None of this is to say that Al-Bassam has entirely lost Shakespeare’s original text. Al-Bassam’s play draws many subtle parallels between Shakespeare’s world of vice and conspiracies, feud and rhetoric and the modern Middle East, despite the immense difference in language. Like Kurosawa, Al-Bassam draws on specific, small facets of the Hamlet story that are left unexplored by Shakespeare and brings them out, reinterpreting them so that they suit his particular situation. Following in the long line of Arab adaptations of Hamlet being used as vehicles of political thought, The Al-Hamlet Summit does much in the way of conveying Al-Bassam’s political opinions, particularly considering the fact that it was first performed in Britain, for a Western audience. This drives home his questions regarding the West, democracy, and America, increasing the importance of the character of the Arms Dealer, and leaving his audience to ponder how else the play could have ended, how the cycle could have been stopped.

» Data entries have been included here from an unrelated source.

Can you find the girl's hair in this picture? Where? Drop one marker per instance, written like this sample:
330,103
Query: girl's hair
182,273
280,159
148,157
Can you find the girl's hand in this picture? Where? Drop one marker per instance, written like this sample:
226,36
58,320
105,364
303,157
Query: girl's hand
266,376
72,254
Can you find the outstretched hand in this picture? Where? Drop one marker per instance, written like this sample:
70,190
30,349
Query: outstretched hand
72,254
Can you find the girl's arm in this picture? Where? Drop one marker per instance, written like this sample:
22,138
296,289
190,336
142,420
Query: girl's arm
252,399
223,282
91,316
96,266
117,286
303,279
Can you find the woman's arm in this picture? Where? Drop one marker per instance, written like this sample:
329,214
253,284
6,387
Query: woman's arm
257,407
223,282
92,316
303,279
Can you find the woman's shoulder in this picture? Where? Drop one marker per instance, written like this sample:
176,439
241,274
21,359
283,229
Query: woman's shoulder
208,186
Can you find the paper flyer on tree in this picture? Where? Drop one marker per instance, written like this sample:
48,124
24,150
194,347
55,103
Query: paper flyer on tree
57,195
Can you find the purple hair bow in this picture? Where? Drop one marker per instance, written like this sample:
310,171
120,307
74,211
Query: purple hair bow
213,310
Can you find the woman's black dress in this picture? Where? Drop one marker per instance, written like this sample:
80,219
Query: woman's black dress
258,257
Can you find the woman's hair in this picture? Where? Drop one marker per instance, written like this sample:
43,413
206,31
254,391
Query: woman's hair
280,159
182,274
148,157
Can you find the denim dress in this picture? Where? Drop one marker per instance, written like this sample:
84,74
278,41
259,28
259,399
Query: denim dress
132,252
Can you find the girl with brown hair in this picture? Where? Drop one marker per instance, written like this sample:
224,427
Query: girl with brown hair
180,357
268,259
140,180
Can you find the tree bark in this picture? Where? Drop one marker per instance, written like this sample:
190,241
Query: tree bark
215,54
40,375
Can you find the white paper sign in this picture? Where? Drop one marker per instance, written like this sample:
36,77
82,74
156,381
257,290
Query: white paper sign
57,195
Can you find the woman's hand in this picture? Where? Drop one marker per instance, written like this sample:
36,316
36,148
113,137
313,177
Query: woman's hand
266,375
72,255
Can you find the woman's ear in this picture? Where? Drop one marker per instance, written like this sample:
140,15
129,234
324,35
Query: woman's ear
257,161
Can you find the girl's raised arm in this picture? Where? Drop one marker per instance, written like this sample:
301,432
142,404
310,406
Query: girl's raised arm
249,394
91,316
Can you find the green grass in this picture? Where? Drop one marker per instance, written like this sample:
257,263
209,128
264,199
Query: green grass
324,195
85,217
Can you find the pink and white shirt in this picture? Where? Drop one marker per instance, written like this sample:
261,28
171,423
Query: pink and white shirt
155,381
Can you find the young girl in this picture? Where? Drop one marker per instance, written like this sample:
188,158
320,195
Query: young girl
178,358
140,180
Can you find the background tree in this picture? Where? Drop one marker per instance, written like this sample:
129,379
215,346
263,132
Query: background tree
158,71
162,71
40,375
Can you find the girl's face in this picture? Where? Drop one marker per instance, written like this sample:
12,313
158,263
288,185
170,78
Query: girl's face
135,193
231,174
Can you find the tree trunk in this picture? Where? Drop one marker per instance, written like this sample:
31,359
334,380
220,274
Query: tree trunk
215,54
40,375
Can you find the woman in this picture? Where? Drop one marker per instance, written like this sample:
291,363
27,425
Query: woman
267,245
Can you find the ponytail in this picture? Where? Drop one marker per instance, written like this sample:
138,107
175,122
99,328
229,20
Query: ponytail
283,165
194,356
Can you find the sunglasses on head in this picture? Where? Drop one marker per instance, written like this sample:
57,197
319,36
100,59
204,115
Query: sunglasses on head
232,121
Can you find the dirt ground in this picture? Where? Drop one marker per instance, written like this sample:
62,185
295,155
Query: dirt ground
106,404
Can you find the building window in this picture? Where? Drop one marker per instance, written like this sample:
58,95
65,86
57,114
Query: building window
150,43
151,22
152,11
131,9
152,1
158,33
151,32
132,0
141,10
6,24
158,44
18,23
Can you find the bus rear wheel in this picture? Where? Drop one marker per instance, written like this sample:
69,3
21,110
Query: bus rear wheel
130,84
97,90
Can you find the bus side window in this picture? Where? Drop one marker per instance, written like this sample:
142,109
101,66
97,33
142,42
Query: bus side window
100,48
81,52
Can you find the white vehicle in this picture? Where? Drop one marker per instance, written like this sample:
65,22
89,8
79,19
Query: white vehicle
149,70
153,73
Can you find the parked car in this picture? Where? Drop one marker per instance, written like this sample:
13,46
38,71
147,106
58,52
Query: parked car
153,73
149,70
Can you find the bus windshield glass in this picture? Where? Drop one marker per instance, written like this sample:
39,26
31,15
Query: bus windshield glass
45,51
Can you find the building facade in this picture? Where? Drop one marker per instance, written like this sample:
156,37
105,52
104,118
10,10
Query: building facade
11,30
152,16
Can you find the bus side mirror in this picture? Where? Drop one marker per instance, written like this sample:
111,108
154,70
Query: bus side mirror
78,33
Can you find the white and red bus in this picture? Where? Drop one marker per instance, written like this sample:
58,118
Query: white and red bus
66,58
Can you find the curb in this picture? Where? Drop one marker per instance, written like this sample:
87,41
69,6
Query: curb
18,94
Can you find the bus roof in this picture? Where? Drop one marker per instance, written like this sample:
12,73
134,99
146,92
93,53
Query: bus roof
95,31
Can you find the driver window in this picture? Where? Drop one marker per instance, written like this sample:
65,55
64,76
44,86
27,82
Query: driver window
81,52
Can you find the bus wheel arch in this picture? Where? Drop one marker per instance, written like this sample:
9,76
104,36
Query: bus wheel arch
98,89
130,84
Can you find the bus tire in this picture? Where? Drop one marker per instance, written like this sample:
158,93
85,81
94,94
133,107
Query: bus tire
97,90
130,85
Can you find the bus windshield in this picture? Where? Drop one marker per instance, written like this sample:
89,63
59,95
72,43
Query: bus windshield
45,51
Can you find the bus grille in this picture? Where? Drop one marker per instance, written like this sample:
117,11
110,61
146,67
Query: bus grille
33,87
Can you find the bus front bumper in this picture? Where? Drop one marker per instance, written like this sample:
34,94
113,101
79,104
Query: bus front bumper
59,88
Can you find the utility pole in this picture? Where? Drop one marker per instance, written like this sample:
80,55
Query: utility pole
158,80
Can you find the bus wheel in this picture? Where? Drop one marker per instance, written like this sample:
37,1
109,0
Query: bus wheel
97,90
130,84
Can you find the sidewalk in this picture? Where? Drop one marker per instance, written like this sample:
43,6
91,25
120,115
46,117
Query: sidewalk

Shakespeare’s Hamlet transcends all boundaries. From England to Japan to China to America to the Middle East to the jungles of Africa, Hamlet has made its mark, and each time its mark has been different. Its universality relies on its adaptability. A Japanese person and a Middle eastern one might see entirely different things when they read Hamlet, but in the end it is still Hamlet and it will always be Hamlet so long as people continue to reinterpret it. Hamlet’s politicization is a part of that reinterpretation: people using the familiar framework to create new points that will only increase Hamlet’s time on the world stage.

  1. Al-Bassam, Sulayman. The Al-Hamlet Summit. Hatfield: U of Hertfordshire P, 2006. Print.
  2. Kurosawa, Akira, dir. The Bad Sleep Well. 1960. Film.
  3. Litvin, Margaret. Hamlet’s Arab Journey. Princeton: Princeton University Press, 2011. Print.
  4. Litvin, Margaret. “Shakespeare’s Hamlet and the Anxieties of Arab Nationalism.” Cornell University. Speech.
  5. Shakespeare, William. Hamlet. New York: Simon & Schuster, 1992. Print.